Debs + ensure => latest is a ticking time bomb when running code that should be the same across the entire cluster, and it blew up in our face this time. Let's switch to something else that does actual deployments.
Description
Status | Subtype | Assigned | Task | ||
---|---|---|---|---|---|
Resolved | yuvipanda | T136162 Investigate Tool Labs webservice outage on 2016-05-25 | |||
Declined | None | T136168 Switch toollabs-webservice to be deployed with an actual deployment mechanism |
Event Timeline
This follow-up task from an incident report has not been updated recently. If it is no longer valid, please add a comment explaining why. If it is still valid, please prioritize it appropriately relative to your other work. If you have any questions, feel free to ask me (Greg Grossmeier).
I just ran into this, specifically the ensure => latest. I didn't realize that by uploading a new deb it would instantly be upgraded.
I *do* think that debs are the ideal deployment mechanism here, but not with ensure => latest.
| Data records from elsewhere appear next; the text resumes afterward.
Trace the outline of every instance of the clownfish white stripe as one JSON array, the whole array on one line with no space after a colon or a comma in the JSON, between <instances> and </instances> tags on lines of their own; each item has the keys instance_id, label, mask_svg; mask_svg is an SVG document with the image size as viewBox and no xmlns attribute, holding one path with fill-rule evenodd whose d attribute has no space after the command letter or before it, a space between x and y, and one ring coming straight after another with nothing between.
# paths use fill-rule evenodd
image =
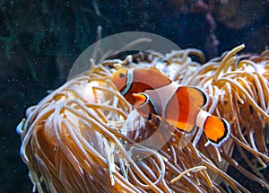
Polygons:
<instances>
[{"instance_id":1,"label":"clownfish white stripe","mask_svg":"<svg viewBox=\"0 0 269 193\"><path fill-rule=\"evenodd\" d=\"M166 110L167 110L167 107L168 107L168 104L170 102L171 99L173 98L174 94L176 93L176 92L178 91L179 85L176 83L176 82L172 82L169 85L168 85L170 90L170 92L174 92L173 94L169 94L169 97L167 99L167 101L165 102L165 105L164 105L164 108L162 110L162 115L164 116L164 118L166 118Z\"/></svg>"},{"instance_id":2,"label":"clownfish white stripe","mask_svg":"<svg viewBox=\"0 0 269 193\"><path fill-rule=\"evenodd\" d=\"M130 90L130 88L132 86L132 83L134 82L134 68L130 68L127 71L127 75L126 75L126 86L120 92L123 96L125 96L128 92L128 91Z\"/></svg>"},{"instance_id":3,"label":"clownfish white stripe","mask_svg":"<svg viewBox=\"0 0 269 193\"><path fill-rule=\"evenodd\" d=\"M208 116L211 116L211 114L201 110L197 114L195 125L199 127L204 127L204 122Z\"/></svg>"}]
</instances>

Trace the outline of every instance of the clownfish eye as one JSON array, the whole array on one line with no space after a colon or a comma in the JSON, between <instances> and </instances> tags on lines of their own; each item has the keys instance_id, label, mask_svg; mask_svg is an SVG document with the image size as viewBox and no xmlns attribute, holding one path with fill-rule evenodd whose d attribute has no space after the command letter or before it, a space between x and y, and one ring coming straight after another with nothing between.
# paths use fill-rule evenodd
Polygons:
<instances>
[{"instance_id":1,"label":"clownfish eye","mask_svg":"<svg viewBox=\"0 0 269 193\"><path fill-rule=\"evenodd\" d=\"M119 74L119 77L120 77L120 78L123 78L123 77L125 77L125 74L123 74L123 73L120 73L120 74Z\"/></svg>"}]
</instances>

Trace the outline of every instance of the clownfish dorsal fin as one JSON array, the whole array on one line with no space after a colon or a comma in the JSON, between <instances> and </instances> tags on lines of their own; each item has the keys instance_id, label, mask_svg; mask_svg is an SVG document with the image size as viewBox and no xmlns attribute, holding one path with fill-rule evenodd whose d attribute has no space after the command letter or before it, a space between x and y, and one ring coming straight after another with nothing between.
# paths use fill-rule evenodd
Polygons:
<instances>
[{"instance_id":1,"label":"clownfish dorsal fin","mask_svg":"<svg viewBox=\"0 0 269 193\"><path fill-rule=\"evenodd\" d=\"M171 80L170 80L165 74L163 74L163 73L161 73L160 70L158 70L157 67L155 67L155 66L151 66L151 67L149 68L149 70L151 70L151 71L156 73L156 75L160 75L160 76L165 76L168 80L169 80L169 81L171 82Z\"/></svg>"},{"instance_id":2,"label":"clownfish dorsal fin","mask_svg":"<svg viewBox=\"0 0 269 193\"><path fill-rule=\"evenodd\" d=\"M187 93L191 100L192 104L195 108L202 108L207 103L207 97L205 93L199 88L191 86L180 86L178 91L179 93Z\"/></svg>"},{"instance_id":3,"label":"clownfish dorsal fin","mask_svg":"<svg viewBox=\"0 0 269 193\"><path fill-rule=\"evenodd\" d=\"M149 96L145 93L133 93L134 107L139 108L148 103Z\"/></svg>"},{"instance_id":4,"label":"clownfish dorsal fin","mask_svg":"<svg viewBox=\"0 0 269 193\"><path fill-rule=\"evenodd\" d=\"M196 125L203 127L206 137L215 146L221 145L228 138L230 131L227 120L202 110L198 113Z\"/></svg>"}]
</instances>

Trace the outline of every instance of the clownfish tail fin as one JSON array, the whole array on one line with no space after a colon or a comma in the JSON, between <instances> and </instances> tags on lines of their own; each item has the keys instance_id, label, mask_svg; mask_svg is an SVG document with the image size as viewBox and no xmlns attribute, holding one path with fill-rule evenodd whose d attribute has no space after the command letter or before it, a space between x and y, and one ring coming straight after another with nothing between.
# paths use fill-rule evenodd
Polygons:
<instances>
[{"instance_id":1,"label":"clownfish tail fin","mask_svg":"<svg viewBox=\"0 0 269 193\"><path fill-rule=\"evenodd\" d=\"M199 114L196 125L204 128L206 137L213 145L221 145L230 135L230 126L228 121L204 110Z\"/></svg>"}]
</instances>

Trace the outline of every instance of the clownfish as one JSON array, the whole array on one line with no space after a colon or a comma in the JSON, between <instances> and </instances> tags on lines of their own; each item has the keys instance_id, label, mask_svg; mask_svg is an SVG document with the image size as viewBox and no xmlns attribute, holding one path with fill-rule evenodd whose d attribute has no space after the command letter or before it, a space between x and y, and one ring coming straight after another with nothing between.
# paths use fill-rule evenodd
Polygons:
<instances>
[{"instance_id":1,"label":"clownfish","mask_svg":"<svg viewBox=\"0 0 269 193\"><path fill-rule=\"evenodd\" d=\"M144 118L159 115L186 133L203 127L208 140L221 145L229 136L230 124L202 110L207 103L204 91L181 86L155 67L123 68L112 75L112 82L125 99Z\"/></svg>"}]
</instances>

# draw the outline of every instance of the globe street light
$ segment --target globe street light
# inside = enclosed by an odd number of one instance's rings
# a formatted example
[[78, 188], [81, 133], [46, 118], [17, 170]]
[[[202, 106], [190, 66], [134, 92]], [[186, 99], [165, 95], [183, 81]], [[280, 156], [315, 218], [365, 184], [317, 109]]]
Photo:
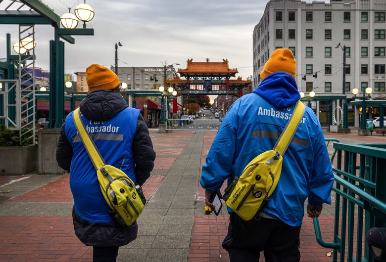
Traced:
[[64, 28], [72, 29], [78, 26], [79, 21], [74, 14], [71, 13], [71, 9], [68, 8], [68, 12], [64, 13], [60, 16], [60, 23]]
[[70, 81], [67, 81], [64, 83], [64, 85], [68, 88], [70, 88], [72, 87], [72, 83]]
[[86, 28], [86, 22], [94, 18], [95, 12], [91, 6], [86, 3], [78, 4], [75, 8], [75, 15], [78, 19], [83, 22], [83, 28]]

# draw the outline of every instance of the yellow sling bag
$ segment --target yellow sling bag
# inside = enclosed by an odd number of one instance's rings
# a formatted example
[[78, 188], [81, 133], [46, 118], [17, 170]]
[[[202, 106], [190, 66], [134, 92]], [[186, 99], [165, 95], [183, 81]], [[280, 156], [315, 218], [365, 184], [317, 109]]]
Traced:
[[262, 153], [246, 165], [240, 178], [225, 190], [225, 204], [245, 220], [255, 218], [265, 207], [280, 178], [283, 155], [301, 122], [304, 105], [297, 102], [290, 121], [272, 150]]
[[86, 131], [79, 107], [73, 112], [73, 118], [78, 133], [96, 170], [100, 190], [110, 207], [110, 217], [122, 226], [132, 224], [144, 210], [146, 203], [142, 189], [123, 171], [106, 164]]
Just => present, combined with a manual cumin command to upgrade it everywhere plus the rebuild of docker images.
An alternative to =>present would be specifying an exact version (even having it as a hiera data object so that it's possible to upgrade a single server or environment). I've found that to be helpful in the past.
This is not a perfect system, but honestly reading the incident I agree with T136168#2328773 that this would not have had any effect.